I dropped my burger at that point and my husband choked on his coke. When I was her age I had a vague idea that liking Knight Rider just because his car was awesome wasn’t exactly good. But I also thought horses were way cooler than boys and my one attempt at writing a letter to a guy from my class I thought was cute ended when the boys found it and laughed at me. Quite a few of them went home with bleeding noses. But I did not swoon about a dude on a TV show centered around a MC that tends to shoot people and beat the crap out of them. But ah, times change. And I hope she didn’t really watch the show. She was suspiciously well informed, though. When I rattled off a list of characters she nodded approvingly or shook her head. Apparently I have a taste for the creepers and weirdos but that is nothing new, now, is it.

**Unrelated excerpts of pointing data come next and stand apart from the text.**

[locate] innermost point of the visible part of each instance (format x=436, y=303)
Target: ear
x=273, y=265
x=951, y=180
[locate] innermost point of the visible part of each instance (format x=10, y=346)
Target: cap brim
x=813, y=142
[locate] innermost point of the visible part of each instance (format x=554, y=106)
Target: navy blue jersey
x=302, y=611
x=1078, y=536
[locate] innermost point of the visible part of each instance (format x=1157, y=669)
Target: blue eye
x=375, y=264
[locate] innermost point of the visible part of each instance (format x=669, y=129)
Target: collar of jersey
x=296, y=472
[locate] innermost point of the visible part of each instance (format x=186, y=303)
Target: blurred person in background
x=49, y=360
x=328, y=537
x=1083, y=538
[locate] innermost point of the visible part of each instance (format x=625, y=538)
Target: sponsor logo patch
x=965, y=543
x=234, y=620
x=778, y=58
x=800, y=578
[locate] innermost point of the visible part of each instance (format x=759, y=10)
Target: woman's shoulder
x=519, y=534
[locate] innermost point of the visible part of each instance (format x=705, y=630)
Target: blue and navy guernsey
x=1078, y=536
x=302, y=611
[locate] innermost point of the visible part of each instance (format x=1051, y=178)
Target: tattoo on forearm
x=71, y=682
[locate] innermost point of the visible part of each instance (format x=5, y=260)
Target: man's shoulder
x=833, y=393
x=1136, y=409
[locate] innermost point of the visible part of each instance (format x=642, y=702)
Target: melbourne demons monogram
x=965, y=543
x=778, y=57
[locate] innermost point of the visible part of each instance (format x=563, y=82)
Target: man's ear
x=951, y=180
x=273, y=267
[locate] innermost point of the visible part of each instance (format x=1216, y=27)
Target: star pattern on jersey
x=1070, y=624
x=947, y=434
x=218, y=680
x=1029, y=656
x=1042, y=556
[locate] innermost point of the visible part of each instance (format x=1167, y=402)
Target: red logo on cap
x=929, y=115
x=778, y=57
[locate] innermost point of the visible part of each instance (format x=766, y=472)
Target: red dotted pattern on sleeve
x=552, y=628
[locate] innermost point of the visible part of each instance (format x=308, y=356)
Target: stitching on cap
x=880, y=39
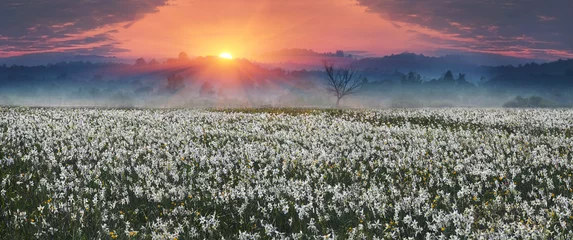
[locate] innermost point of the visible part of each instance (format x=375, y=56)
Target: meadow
x=453, y=173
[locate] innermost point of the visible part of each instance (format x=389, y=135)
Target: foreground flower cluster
x=186, y=174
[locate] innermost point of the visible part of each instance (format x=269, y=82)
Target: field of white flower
x=293, y=174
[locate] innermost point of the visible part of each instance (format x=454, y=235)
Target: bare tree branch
x=342, y=81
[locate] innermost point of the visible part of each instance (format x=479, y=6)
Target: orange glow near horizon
x=226, y=55
x=258, y=26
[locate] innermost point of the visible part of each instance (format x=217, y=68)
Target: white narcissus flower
x=407, y=173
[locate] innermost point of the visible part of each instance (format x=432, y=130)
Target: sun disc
x=226, y=55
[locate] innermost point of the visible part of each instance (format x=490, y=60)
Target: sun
x=226, y=55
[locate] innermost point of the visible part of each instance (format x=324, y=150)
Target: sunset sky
x=246, y=28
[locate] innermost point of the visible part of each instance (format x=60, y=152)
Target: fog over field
x=298, y=119
x=403, y=80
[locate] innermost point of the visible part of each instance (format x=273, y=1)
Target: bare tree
x=342, y=81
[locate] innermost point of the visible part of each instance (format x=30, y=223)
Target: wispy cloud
x=66, y=25
x=526, y=28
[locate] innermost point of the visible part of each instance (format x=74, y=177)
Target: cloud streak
x=64, y=25
x=526, y=28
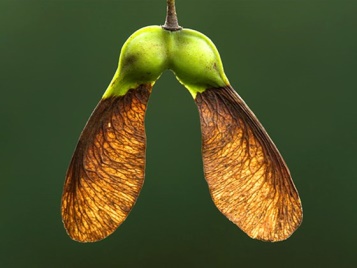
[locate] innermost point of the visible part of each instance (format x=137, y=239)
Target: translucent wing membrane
x=106, y=173
x=248, y=179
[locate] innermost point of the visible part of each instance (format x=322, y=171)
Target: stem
x=171, y=23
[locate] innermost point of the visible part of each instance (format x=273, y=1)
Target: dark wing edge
x=248, y=179
x=107, y=169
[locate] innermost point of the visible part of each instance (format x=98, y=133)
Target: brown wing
x=248, y=179
x=106, y=173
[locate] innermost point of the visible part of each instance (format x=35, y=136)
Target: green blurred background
x=294, y=63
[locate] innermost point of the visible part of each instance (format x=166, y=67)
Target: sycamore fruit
x=248, y=179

My son bought his first shirt on his own today. An Avengers shirt. Sadly it is lacking Hawkeye. He put that one down again when his dad pointed at me and my slightly deranged grin saying: “Your mom used to look at me like that.” Which I would like to protest vehemently. I never looked at my husband like that. Because he is not Hawkeye. Or Jeremy Renner.

Anyway. My son also picked an Optimus Prime backpack for kindergarten and I sincerely hope they will not fuss about that like they would have in Germany. And he has never seen the Avengers movie, read any comic books or seen anything from the Transformers Franchise. It’s just something kids think is cool and as they grow up a little more they might or might not appreciate the comics behind it. Just like that little girl might one day maybe get involved with bikers watch Sons of Anarchy. I did both and I can only say godspeed her.

Anyway. Seriously, retailers. Get some decent underwear out. And while you’re at it, the girlie shirts shouldn’t all be “Talk nerdy to me” and all that junk. We want comic book prints, too. I already have a bunch of men’s shirts all cut up to fit. It’d be nice to have one that I don’t feel like ripping and bleaching for a change.